If employers think some teens are not worth $9.00 per hour, they will never think the same teens are worth $15.00.

You are making the mistake about supply vs. demand and merit.

Merit has little to do with unskilled/semiskilled labor; it is more about supply and demand than merit.

That is why corporations want mass immigration; it lowers their labor costs while increasing demand for the housing properties they own.

FortWayne says

replacing workers with machines gets cheaper.

Nope. Drywall installation, Burger Flipping, Coffee Service, and Item Returns cannot be replaced by machinery.

52   Y   2016 Jan 4, 11:45am  

thunderlips11 says

Nope. Drywall installation, Burger Flipping, Coffee Service, and Item Returns cannot be replaced by machinery.

53   MisdemeanorRebel   2016 Jan 4, 11:46am  

Uh-huh, nice prototype. Let me know when they're in 1% of the BKs or McDs in the USA.

He'll be rusting away in some warehouse along with the 90s era Virtual Reality Glasses.

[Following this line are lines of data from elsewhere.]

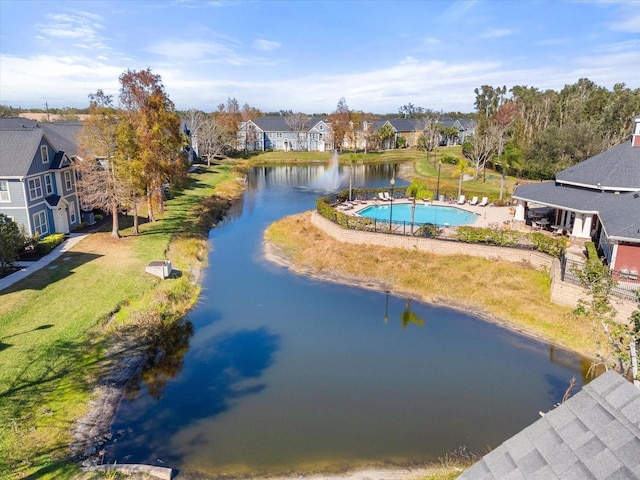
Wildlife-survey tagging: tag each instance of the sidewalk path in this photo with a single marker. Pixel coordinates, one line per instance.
(31, 267)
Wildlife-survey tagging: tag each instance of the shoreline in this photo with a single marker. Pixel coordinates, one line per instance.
(275, 255)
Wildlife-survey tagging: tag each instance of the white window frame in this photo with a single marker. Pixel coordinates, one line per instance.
(35, 191)
(73, 217)
(44, 153)
(40, 223)
(48, 184)
(5, 196)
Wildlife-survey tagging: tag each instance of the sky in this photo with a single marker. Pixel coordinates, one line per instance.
(306, 55)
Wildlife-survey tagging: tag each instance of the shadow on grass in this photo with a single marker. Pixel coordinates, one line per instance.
(57, 270)
(4, 346)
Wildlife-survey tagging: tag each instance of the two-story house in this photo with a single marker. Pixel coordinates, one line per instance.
(37, 179)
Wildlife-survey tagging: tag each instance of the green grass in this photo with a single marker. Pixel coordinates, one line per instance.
(52, 327)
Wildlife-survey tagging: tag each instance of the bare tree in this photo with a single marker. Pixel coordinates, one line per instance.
(101, 182)
(339, 120)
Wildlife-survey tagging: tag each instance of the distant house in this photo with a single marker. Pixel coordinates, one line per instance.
(597, 199)
(593, 435)
(37, 179)
(274, 133)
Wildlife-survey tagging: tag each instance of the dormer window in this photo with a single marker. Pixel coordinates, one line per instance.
(44, 153)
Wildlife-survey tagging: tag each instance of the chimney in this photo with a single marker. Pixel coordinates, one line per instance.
(635, 136)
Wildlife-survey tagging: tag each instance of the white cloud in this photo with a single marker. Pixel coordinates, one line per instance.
(629, 24)
(497, 33)
(266, 45)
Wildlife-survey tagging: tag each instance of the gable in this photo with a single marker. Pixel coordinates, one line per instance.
(18, 150)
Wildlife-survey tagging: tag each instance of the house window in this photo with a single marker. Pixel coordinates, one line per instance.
(40, 223)
(35, 188)
(44, 153)
(4, 191)
(48, 184)
(72, 212)
(67, 180)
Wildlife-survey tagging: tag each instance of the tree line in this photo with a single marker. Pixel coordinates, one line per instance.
(534, 134)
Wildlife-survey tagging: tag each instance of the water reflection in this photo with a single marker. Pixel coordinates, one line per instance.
(164, 361)
(284, 371)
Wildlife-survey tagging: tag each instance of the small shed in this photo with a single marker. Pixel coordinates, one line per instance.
(159, 268)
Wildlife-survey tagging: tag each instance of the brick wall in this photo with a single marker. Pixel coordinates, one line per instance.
(562, 293)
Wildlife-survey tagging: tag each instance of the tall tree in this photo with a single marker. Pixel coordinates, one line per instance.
(148, 108)
(460, 171)
(101, 177)
(339, 120)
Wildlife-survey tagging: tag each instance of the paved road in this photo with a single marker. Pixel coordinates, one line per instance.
(31, 267)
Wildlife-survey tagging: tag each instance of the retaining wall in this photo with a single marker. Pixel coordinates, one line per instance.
(562, 293)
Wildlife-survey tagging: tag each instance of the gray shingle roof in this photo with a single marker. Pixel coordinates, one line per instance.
(617, 168)
(619, 213)
(63, 135)
(17, 148)
(593, 435)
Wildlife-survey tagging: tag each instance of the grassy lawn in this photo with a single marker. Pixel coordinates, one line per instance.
(424, 167)
(55, 327)
(516, 295)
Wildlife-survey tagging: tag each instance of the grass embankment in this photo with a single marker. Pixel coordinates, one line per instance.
(56, 325)
(514, 294)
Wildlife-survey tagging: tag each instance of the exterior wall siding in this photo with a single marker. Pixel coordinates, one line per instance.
(627, 257)
(562, 293)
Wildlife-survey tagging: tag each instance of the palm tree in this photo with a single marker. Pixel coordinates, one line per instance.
(417, 189)
(460, 171)
(509, 159)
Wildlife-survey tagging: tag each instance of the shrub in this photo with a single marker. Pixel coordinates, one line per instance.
(545, 244)
(449, 160)
(48, 243)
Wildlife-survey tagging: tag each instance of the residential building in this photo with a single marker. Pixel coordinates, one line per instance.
(37, 179)
(597, 199)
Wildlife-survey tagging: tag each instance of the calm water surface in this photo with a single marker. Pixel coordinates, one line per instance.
(274, 372)
(434, 214)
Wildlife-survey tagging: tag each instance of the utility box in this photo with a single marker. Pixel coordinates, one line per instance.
(159, 268)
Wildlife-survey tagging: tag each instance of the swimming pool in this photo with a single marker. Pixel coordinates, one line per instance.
(437, 215)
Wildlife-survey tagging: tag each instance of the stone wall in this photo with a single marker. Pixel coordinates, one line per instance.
(562, 293)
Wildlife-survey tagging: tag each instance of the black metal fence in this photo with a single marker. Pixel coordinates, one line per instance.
(624, 287)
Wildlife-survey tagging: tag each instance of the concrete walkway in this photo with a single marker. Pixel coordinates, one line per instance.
(30, 267)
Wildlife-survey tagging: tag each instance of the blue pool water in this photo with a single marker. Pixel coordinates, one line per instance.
(436, 215)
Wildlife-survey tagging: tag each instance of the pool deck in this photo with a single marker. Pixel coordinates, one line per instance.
(485, 215)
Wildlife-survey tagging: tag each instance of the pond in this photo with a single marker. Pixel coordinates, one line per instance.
(434, 214)
(277, 373)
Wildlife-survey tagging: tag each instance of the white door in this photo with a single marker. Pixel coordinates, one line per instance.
(60, 220)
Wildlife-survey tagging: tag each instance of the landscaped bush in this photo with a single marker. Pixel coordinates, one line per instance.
(592, 252)
(47, 244)
(545, 244)
(449, 160)
(493, 235)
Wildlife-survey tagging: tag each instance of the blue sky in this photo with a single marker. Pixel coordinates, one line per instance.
(306, 55)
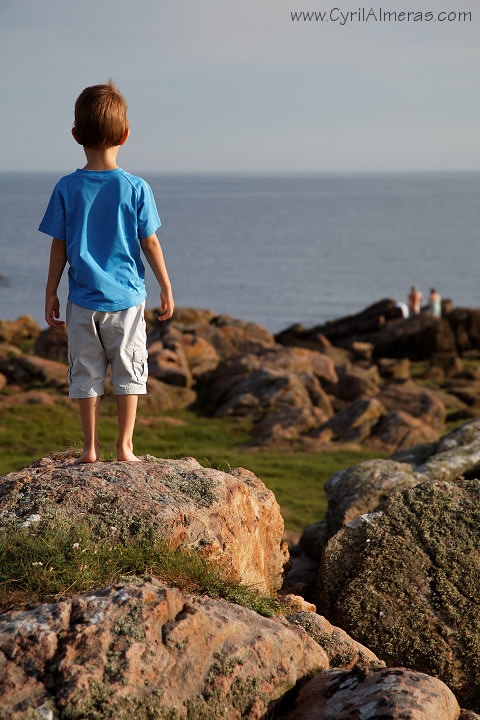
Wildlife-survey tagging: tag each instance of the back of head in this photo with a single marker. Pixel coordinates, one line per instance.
(100, 116)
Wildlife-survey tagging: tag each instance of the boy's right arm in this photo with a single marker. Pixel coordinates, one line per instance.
(153, 253)
(58, 260)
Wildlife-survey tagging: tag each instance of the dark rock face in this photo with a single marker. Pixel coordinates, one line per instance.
(405, 579)
(389, 694)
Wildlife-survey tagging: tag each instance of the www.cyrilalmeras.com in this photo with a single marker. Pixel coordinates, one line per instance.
(343, 17)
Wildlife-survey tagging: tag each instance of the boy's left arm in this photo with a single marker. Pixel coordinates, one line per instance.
(58, 260)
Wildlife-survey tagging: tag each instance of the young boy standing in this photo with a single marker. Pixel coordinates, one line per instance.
(99, 217)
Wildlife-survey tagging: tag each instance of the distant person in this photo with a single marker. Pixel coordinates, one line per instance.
(435, 303)
(99, 218)
(414, 301)
(403, 307)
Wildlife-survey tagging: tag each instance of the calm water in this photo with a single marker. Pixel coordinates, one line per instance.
(276, 250)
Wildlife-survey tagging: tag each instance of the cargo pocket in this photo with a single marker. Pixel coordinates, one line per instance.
(140, 364)
(70, 369)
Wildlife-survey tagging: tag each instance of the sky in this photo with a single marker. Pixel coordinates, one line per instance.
(237, 86)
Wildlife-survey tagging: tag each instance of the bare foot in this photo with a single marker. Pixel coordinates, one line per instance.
(127, 456)
(87, 456)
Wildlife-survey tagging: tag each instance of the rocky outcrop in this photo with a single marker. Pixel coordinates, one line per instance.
(148, 651)
(18, 331)
(229, 517)
(360, 489)
(342, 650)
(404, 580)
(393, 693)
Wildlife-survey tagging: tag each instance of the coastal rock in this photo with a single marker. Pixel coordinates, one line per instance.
(28, 369)
(355, 382)
(354, 423)
(394, 368)
(404, 580)
(286, 426)
(417, 338)
(201, 355)
(465, 324)
(273, 379)
(17, 331)
(162, 397)
(342, 650)
(360, 489)
(393, 693)
(417, 401)
(168, 363)
(52, 344)
(147, 650)
(227, 335)
(229, 517)
(343, 331)
(399, 430)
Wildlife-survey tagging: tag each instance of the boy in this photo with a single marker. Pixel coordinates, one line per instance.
(99, 217)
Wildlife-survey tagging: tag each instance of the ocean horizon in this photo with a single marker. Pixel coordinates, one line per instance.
(276, 249)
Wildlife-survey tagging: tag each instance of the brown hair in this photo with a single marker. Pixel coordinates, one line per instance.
(101, 116)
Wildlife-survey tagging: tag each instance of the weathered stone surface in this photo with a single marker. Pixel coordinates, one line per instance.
(417, 337)
(364, 693)
(399, 430)
(360, 489)
(458, 453)
(26, 369)
(16, 331)
(355, 422)
(355, 382)
(342, 650)
(229, 517)
(394, 368)
(162, 397)
(417, 401)
(52, 344)
(404, 580)
(168, 363)
(145, 651)
(270, 380)
(285, 426)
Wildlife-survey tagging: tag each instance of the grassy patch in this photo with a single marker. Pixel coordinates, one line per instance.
(28, 432)
(58, 558)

54   tatupu70   2016 Jan 4, 12:52pm  

thunderlips11 says

You are making the mistake about supply vs. demand and merit.

+1000. People don't get paid based on merit. Or how much profit they add to the bottom line. Or productivity.

55   FortWayne   2016 Jan 4, 7:31pm  

thunderlips11 says

Nope. Drywall installation, Burger Flipping, Coffee Service, and Item Returns cannot be replaced by machinery.

Everything can be replaced, the cost isn't that high. Those robotic arms replaced quite a lot of factory workers already.

56   indigenous   2016 Jan 4, 8:06pm  

thunderlips11 says

He'll be rusting away in some warehouse along with the 90s era Virtual Reality Glasses.